Whichever type of Feed-In tariff you apply for, you’ll be able to save money. That’s because you’ll be using your own business electricity instead of buying it from an external source.

Current estimates have energy prices at 11-15p per kWh whereas the cost of producing your own is around 5p per kWh. On a Feed-In tariff, you’ll not only be saving up to 10p per kWh but receive payments for the privilege too! And with energy prices set to double in the next ten years, you’ll avoid any major price increases.

The Feed-in Tariff (FIT) scheme closed for new applications on March 31, 2019.

If your business had an eligible system installed before this date, and you have already successfully applied for FITs payments, you'll not be affected by the scheme closure.

If your business has installed an eligible system with an MCS certificate dated on or before March 31, 2019, you have until March 31, 2020 to apply to the scheme.

If your business didn’t install an eligible system on or before March 31 2019, you won't be eligible for FITs payment.

Why has the FIT scheme ended?

The FIT scheme was introduced by the government in 2010, with the aim of having 750,000 eligible solar PV systems installed by 2020.

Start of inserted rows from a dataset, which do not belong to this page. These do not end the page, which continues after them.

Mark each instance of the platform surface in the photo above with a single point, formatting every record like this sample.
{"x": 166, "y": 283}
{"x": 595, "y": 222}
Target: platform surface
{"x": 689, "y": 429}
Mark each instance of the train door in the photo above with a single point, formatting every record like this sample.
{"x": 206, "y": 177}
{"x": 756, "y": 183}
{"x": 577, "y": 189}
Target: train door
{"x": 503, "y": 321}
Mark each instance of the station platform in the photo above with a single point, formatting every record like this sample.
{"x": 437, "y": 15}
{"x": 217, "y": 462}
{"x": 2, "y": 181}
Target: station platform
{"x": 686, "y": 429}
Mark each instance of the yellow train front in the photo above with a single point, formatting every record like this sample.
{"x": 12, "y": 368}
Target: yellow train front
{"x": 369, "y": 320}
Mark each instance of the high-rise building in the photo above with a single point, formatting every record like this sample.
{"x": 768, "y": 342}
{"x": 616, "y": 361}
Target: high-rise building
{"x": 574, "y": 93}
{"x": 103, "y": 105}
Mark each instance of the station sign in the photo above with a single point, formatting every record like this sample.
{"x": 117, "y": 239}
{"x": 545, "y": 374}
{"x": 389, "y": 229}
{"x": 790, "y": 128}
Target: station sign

But the scheme was so popular that 730,000 eligible systems had already been fitted by 2015. This unexpectedly large demand, coupled with a dramatic fall in installation costs, saw the scheme’s funding cut and its closure brought forward by a year.

On July 19, 2018 the government confirmed that the FIT scheme would be ending on March 31, 2019.

What does the FIT closure mean for your business?

If your business has already signed up to the FIT scheme, your payments will continue as normal, right up until your solar PV system is 20 years old.

If you're not already signed up, you’ve now missed March 31 deadline, meaning you won't be eligible for FIT payments. It’s thought the scheme won’t replaced by any similar government scheme until at least 2025, but it’s worth keeping an eye for alternative schemes run by your business energy supplier.

What is the best energy company for FiT payments?

There’s no set answer to which is the best energy company for FiT payments. As every business is different, there’ll be different levels of energy production and different systems used to produce that energy too. What’s most important is to find the best energy company for FiT payments for your business specifically – rather than a general answer which will almost always be inaccurate.

First, you’ll need to decide on which type of renewable energy equipment you are going to use. The most common are solar panels and wind turbines. But, it’s also worth considering hydroelectricity, anaerobic digesters and micro-combined heat and power systems (CHP).

To be eligible for a FiT tariff, you’ll also need to follow these steps:

  1. Register your generation address with the Post Office.
  2. Ensure your generation capacity is under 5MW.
  3. Have your installation and installer certified under the Microgeneration Certification Scheme (MCS).

After your equipment has been installed, you’ll receive a certificate of MCS compliance. This will allow you to become registered on the Ofgem central FiT register and, most importantly, apply for a Feed-In Tariff.

To find the best energy company for FiT payments, you have two options.

  1. Ring each FiT Licensee independently and compare Feed-In tariff rates one-by-one.
  2. Use brokers like MoneySuperMarket to search the market for the best FiT deals.

The second option will save you hours of phone calls and allow you to take advantage of relationships built with a wide variety of national and independent FiT Licensees. What’s more, having an energy expert involved with your negotiations will ensure nothing is missed in your application. This will include information about government subsidies and funding options, helping you cut costs even further.

To compare Feed-in Tariff rates, all you need is to supply the following information:

  • Your MSC compliance certification number
  • Your application form
  • Meter readings taken on the day of your application
  • Proof that you own the renewable energy generation technology
  • Any necessary signed declarations
  • Your premises’ EPC (if required).

It’s worth being aware that some renewable energy systems will need further checks. For example, solar installations which are to be used for FiT will require an evaluation of your EPC.